Twenty-first century politics are a mockery of the rigorous and committed process that is required if our society and our communities are going to have a chance of surviving the challenges that dominate the agenda today. I happen to believe in politics and in the innate ability of men and women to work together in political organisations in order to create a secure and sustainable environment within which their life chances can be enhanced. To achieve that we need a far better quality of politics than we get from the two major parties today.
Spin, image and focus groups have dulled the public appetite for involvement in the political process - even at the most basic level of voting - and the electorate sees politicians as cynical chancers who will embrace any tactic that will give them a chance of power. Over the past twelve years new Labour has abandoned any semblance of an ideological anchor in progressive politics.

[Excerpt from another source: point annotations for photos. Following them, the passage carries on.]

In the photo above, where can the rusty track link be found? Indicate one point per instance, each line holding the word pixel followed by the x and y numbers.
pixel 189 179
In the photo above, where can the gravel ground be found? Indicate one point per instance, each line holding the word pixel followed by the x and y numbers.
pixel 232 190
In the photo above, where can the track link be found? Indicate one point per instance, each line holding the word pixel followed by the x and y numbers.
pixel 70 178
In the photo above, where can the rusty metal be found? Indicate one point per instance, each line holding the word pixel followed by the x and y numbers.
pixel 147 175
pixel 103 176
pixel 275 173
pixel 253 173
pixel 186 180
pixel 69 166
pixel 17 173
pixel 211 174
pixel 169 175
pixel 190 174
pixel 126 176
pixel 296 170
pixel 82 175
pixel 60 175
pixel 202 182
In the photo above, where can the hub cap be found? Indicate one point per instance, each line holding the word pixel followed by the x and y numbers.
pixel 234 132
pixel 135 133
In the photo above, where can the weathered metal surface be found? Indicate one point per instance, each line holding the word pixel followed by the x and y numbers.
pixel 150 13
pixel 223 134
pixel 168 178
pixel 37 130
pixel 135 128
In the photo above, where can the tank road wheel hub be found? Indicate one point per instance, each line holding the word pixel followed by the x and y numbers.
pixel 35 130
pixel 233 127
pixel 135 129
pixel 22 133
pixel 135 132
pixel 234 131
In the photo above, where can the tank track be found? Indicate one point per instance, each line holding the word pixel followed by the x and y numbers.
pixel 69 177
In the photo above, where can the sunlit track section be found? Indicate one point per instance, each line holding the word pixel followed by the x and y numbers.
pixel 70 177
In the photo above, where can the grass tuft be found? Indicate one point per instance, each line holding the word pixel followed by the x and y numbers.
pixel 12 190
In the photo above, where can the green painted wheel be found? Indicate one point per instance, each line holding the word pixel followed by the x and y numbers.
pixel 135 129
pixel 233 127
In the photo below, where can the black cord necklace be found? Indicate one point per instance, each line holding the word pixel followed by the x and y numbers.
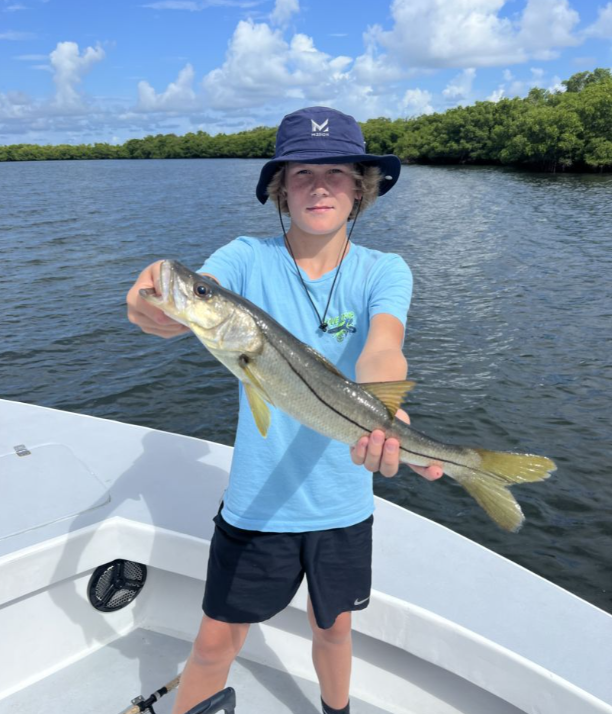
pixel 322 324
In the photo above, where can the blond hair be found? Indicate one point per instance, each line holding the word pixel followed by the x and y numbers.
pixel 367 181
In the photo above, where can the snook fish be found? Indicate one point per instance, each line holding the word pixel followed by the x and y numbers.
pixel 278 369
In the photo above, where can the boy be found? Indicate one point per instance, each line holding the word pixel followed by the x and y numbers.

There was a time, before Blair, when, even if one did not agree with its proffered solutions, Labour could be trusted to have an instinctive response which would differentiate it from the Conservative right. Helping the poor, empathising with the developing world, being gentle with refugees, defending civil rights, building houses to let and espousing comprehensive education, could all be expected to be part and parcel of Labour's agenda. But today all this has gone and the pragmatic dissection of its honourable past means that nothing is too illiberal or too harsh for Labour.
I discovered my personal Liberal millstone very early on. Once identified, we happy band of instinctive Liberals have no choice: it's a lifetime of commitment and struggle. I joined the party way back in 1958 and after very few years it was a case of finding jobs that would keep me in politics. Over the thirty years to the merger I reckon to have done just about every task within the "backroom" and in the "frontline", and to have written on just about every subject. It's all on my website. Faced with those who lacked confidence in the potential of their Liberal beliefs, the task was to provide them with the material with which to triumph in debate and on the hustings.
Within the party Leeds was somewhat unusual. In the main Leeds Liberals were dislodging entrenched Labour hacks. Not left wing ideologues but essentially social democrats. Having spent fifteen years getting a Liberal elected in place of a social democrat in West Leeds it seemed rather perverse then to join them!
But then was then and twenty years on it is vital to examine the abject state of politics and to determine how best one can today analyse the rampant illiberalism that is destroying the linkages on which our communities depend, and to decide how best to reverse the trend and to persuade the electors to adopt the Liberal solutions that alone can transform society.
I have spent most of the past seventeen years in international politics assisting new and emerging democracies. It his high time I got stuck into domestic politics again! In my judgement the ecological imperative is almost universally accepted, even though there are very different views amongst the parties as to how survival can be won. Three massive current issues remain: [1] the consequences of the US and UK invasion and occupation of Iraq which continues to make life horrendous for the Iraqi people. [2] The government's determination to use identity cards as the main means to create a massive database on every citizen which is a huge threat to our privacy and to our essential civil liberties. [3] The bright vision of a united Europe is under serious threat from xenophobes and conservatives of Right and Left who believe that somehow the British Isles can be floated off into the Atlantic in contradiction and defiance of their geographic location and their European heritage.
Realistically, to play any role in influencing these issues one has now to be in the mainstream of politics. I have therefore joined the Liberal Democrats.